Syamsuddin Sumatrani
A.
Biografi
Sejak lama Aceh telah dikenal
sebagai satu-satunya daerah yang aksentuasi keislamannya paling menonjol.
Selain menonjolnya warna keislaman dalam kehidupan sosio-kultur di sana,
ternyata di Serambi Mekah ini pernah tersimpan pula sejumlah Sufi ternama
semisal Samsuddin Sumatrani.
Syamsuddin Sumatrani adalah salah
satu tokoh sufi terkemuka yang telah turut mengguratkan corak esoteris pada
wajah Islam di Aceh. Sayangnya perjalanan hidup sang sufi ini sulit sekali
untuk dirangkai secara utuh. Hal ini selain karena tidak ditemukannya catatan
otobiografisnya, juga karena langkanya sumber-sumber akurat yang dapat dirujuk.
Bahkan tidak kurang peneliti seperti
Prof. Dr. Azis Dahlan yang pernah mengadakan penelitian untuk disertasinya,
merasa kesulitan dengan langkanya sumber-sumber mengenai tokoh sufi yang satu
ini. Diantara sumber tua yang dapat dijumpai mengenai potret Syamsuddin
Sumatrani adalah Hikayat Aceh, Adat Aceh, dan kitab Bustanu al-Salathin. Itupun
tidak memotret perjalanan hidupnya secara terinci. Meski demikian, dari
serpihan-serpihan data historis yang terbatas itu kiranya cukuplah bagi kita
untuk sekedar memperoleh gambaran akan kiprahnya berikut spektrum pemikirannya.

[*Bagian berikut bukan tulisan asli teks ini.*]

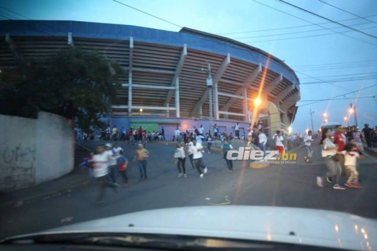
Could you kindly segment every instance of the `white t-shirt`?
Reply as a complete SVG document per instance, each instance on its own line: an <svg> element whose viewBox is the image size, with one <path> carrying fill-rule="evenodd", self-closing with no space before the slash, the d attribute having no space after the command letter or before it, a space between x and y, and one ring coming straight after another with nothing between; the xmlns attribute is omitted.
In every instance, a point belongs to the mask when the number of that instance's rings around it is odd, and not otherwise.
<svg viewBox="0 0 377 251"><path fill-rule="evenodd" d="M264 133L262 133L258 135L258 137L259 138L259 143L263 143L263 145L266 145L266 143L267 143L267 137L266 137L266 135Z"/></svg>
<svg viewBox="0 0 377 251"><path fill-rule="evenodd" d="M327 148L330 147L335 147L335 144L331 141L331 140L328 138L326 138L323 140L323 142L322 142L322 144L324 144L324 147L323 148L325 149L327 149ZM326 157L326 156L328 156L329 155L334 156L336 154L337 152L336 149L334 149L333 150L323 150L322 149L322 157Z"/></svg>
<svg viewBox="0 0 377 251"><path fill-rule="evenodd" d="M104 152L101 154L96 154L93 156L94 162L93 175L98 178L104 176L109 173L109 160L107 154Z"/></svg>
<svg viewBox="0 0 377 251"><path fill-rule="evenodd" d="M311 135L310 136L306 135L305 137L304 138L304 142L305 142L305 146L311 146L312 140L313 140L311 139Z"/></svg>
<svg viewBox="0 0 377 251"><path fill-rule="evenodd" d="M283 141L284 140L284 138L283 138L283 136L280 135L280 137L277 136L276 137L276 141L275 142L275 145L279 146L284 146L284 145L283 144Z"/></svg>
<svg viewBox="0 0 377 251"><path fill-rule="evenodd" d="M347 151L342 151L342 153L344 155L345 166L356 166L356 158L360 156L358 152L350 152L347 153Z"/></svg>
<svg viewBox="0 0 377 251"><path fill-rule="evenodd" d="M114 152L112 150L105 151L104 153L106 155L107 160L109 160L109 166L113 166L116 164L116 158L115 156L113 156Z"/></svg>
<svg viewBox="0 0 377 251"><path fill-rule="evenodd" d="M196 145L193 145L190 146L190 151L194 154L193 155L193 158L198 159L203 157L203 154L202 153L202 148L203 146L201 144L199 144L196 142Z"/></svg>

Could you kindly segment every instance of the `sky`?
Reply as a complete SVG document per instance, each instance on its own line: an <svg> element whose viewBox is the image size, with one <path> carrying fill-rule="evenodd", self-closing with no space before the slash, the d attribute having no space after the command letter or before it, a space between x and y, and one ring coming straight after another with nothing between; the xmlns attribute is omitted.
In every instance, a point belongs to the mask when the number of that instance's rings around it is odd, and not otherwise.
<svg viewBox="0 0 377 251"><path fill-rule="evenodd" d="M352 14L319 0L285 0L332 21L357 18L339 23L377 37L375 0L321 0ZM308 26L329 21L276 0L119 1L180 26L216 34L243 32L221 35L260 48L284 60L300 81L301 100L297 104L298 110L292 126L294 132L303 132L311 128L311 109L314 112L315 131L320 127L325 113L329 122L354 124L353 114L346 122L344 119L349 116L349 104L354 102L360 129L365 123L377 126L377 85L352 92L377 84L377 37L334 23L320 24L322 27ZM0 6L33 20L116 23L175 32L180 29L112 0L0 0ZM0 15L3 13L24 19L0 8ZM375 15L365 17L365 20L359 17ZM4 19L1 16L0 18ZM305 26L297 27L302 26ZM296 27L287 28L294 26ZM335 27L334 30L338 33L326 29ZM320 29L322 30L314 30ZM265 30L270 30L261 31ZM344 32L346 32L339 33ZM331 33L334 34L318 35ZM346 93L349 94L343 95ZM374 98L374 95L376 96ZM349 99L312 104L305 101L335 96Z"/></svg>

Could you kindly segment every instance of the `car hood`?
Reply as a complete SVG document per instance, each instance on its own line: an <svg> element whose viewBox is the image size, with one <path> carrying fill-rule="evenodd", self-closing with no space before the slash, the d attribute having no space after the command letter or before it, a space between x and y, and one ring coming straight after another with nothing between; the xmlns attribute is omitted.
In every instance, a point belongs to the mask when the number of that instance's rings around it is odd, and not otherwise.
<svg viewBox="0 0 377 251"><path fill-rule="evenodd" d="M221 205L156 209L35 234L82 232L179 234L360 250L377 247L377 240L373 238L377 236L376 219L346 213L282 207Z"/></svg>

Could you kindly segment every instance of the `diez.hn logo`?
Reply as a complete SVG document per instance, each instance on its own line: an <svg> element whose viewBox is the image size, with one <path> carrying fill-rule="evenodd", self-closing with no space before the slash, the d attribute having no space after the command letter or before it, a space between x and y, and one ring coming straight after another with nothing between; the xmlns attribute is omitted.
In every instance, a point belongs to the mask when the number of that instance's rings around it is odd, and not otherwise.
<svg viewBox="0 0 377 251"><path fill-rule="evenodd" d="M279 151L267 151L265 152L259 150L251 150L250 146L241 146L238 151L228 151L227 158L230 160L296 160L297 154L283 152L278 156Z"/></svg>

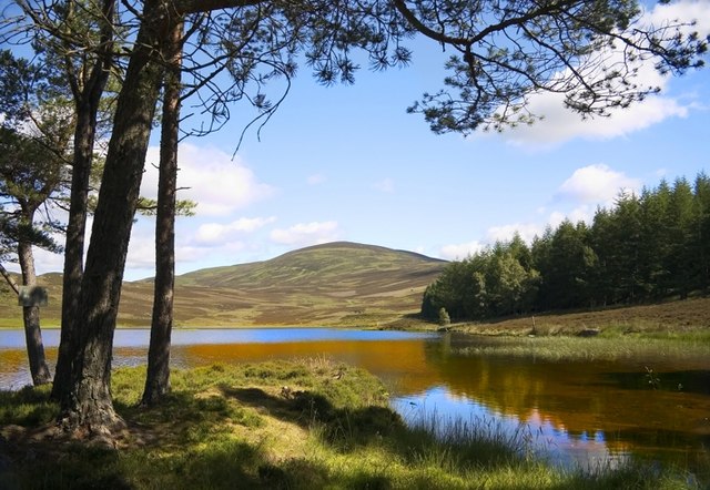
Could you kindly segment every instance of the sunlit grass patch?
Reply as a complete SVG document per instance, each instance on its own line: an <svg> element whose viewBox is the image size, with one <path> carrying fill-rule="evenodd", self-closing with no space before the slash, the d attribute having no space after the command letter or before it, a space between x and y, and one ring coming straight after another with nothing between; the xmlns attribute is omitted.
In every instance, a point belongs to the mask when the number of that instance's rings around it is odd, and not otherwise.
<svg viewBox="0 0 710 490"><path fill-rule="evenodd" d="M49 399L50 385L0 391L0 426L41 426L59 414L59 405Z"/></svg>
<svg viewBox="0 0 710 490"><path fill-rule="evenodd" d="M29 489L693 488L682 472L641 465L595 473L548 466L525 426L509 432L494 420L435 414L407 426L375 377L325 358L175 370L170 396L148 409L136 406L144 375L113 376L130 431L120 449L19 447L0 481ZM45 423L58 411L48 398L48 388L0 392L0 407L11 407L2 425Z"/></svg>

Mengenai asal-usulnya, tidak
diketahui secara pasti kapan dan di mana ia lahir. Perihal sebutan Sumatrani
yang selalu diiringkan di belakang namanya, itu merupakan penisbahan dirinya
kepada “negeri Sumatra” alias Samudra Pasai. Sebab memang di kepulauan Sumatra
ini tempo doeloe pernah berdiri sebuah kerajaan yang cukup ternama, yakni
Samudra Pasai. Itulah sebabnya ia juga adakalanya disebut Syamsuddin Pasai.

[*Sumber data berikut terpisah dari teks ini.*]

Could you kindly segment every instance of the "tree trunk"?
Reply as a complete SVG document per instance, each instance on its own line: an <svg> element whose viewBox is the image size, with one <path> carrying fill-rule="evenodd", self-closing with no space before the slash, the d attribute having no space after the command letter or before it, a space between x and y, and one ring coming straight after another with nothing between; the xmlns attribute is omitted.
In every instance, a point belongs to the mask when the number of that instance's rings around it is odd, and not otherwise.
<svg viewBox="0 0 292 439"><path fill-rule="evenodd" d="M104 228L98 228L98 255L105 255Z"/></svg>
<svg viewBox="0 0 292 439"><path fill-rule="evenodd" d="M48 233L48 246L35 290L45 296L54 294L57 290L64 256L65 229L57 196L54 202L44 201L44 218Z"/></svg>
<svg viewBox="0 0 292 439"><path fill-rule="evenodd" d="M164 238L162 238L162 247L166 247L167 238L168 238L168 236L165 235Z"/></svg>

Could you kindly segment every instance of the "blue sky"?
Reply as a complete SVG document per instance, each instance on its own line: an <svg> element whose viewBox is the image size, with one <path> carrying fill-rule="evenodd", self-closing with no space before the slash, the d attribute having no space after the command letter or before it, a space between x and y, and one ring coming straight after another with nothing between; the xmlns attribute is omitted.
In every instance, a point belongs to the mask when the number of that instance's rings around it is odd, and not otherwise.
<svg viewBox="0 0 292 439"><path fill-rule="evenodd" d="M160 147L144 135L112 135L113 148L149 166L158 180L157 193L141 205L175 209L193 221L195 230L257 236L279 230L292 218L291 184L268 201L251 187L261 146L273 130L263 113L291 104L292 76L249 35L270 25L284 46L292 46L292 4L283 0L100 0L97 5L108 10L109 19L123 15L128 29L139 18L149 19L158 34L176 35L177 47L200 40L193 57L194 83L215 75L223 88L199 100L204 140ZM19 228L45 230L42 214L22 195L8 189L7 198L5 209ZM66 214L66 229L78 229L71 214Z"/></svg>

Menurut para sejarawan, penisbahan
namanya dengan sebutan Sumatrani ataupun Pasai mengisyaratkan adanya dua
kemungkinan. Kemungkinan pertama, orang tuanya adalah orang Pasai (Sumatra).

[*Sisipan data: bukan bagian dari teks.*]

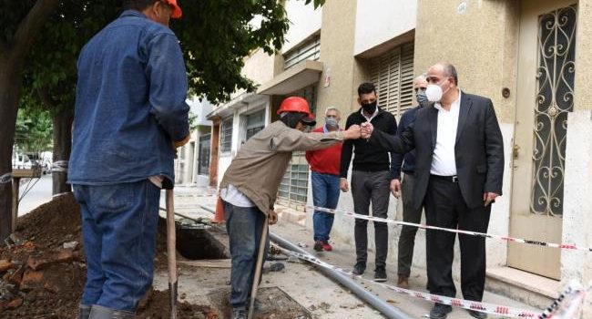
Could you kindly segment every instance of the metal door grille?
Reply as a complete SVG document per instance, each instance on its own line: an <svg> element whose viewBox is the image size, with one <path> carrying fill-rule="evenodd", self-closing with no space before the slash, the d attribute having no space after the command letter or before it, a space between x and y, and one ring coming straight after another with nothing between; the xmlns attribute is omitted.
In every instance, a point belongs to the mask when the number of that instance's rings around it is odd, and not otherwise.
<svg viewBox="0 0 592 319"><path fill-rule="evenodd" d="M531 211L562 216L567 113L574 108L577 5L538 18Z"/></svg>

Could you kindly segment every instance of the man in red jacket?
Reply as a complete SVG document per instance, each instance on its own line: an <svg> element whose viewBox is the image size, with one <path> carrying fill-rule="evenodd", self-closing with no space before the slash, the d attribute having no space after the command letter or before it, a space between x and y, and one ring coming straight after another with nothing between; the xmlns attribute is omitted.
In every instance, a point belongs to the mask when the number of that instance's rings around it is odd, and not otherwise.
<svg viewBox="0 0 592 319"><path fill-rule="evenodd" d="M339 121L342 119L337 108L328 108L325 111L325 125L313 129L313 132L330 132L340 130ZM307 150L306 160L312 171L312 202L314 206L334 209L339 201L339 170L342 157L342 143L330 148ZM314 250L329 252L332 250L329 244L329 233L333 227L333 214L314 211L312 224L314 228Z"/></svg>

Dengan demikian maka bisa diduga bahwa ia sendiri dilahirkan dan dibesarkan di
Pasai. Jika pun ia tidak lahir di Pasai, maka kemungkinan kedua bahwa sang
ulama terkemuka pada zamannya ini telah lama bermukim di Pasai bahkan ia meninggal
dan dikuburkan di sana.
Berbicara tentang peranan Sumatra
sebagai pusat pengajaran dan pengembangan Islam, Negeri Pasai itu memang lebih
dahulu terkemuka daripada Banda Aceh. Paling tidak Samudera Pasai lebih dulu
terkemuka pada kisaran abad ke-14 dan 15 M, yakni sebelum akhirnya Pasai
dikuasai oleh Portugis pada tahun 1514. Sementara beralihnya tampuk kekuasaan
Negeri Pasai kepada Kerajaan Aceh Darussalam baru berlangsung pada tahun 1524.
A.
Peranan dan Pengaruhnya
Pada masa pemerintahan Sayyid
Mukammil (1589-1604), Syamsuddin Sumatrani sudah menjadi orang kepercayaan
sultan Aceh. Sayang dalam kitab Bustan al-Salathin sendiri tidak disingkapkan
bagaimana perjalanan Syamsuddin Sumatrani sehingga ia menjadi ulama yang paling
dipercaya dalam lingkungan istana kerajaan Aceh selama tiga atau empat
dasawarsa.
Syamsuddin Sumatrani wafat pada
tahun 1039 H/1630 M, dan selama beberapa dasawarsa terakhir dari masa hidupnya
ia merupakan tokoh agama terkemuka yang dihormati dan disegani. Ia berada dalam
lindungan dan bahkan berhubungan erat dengan penguasa Kerajaan Aceh Darussalam.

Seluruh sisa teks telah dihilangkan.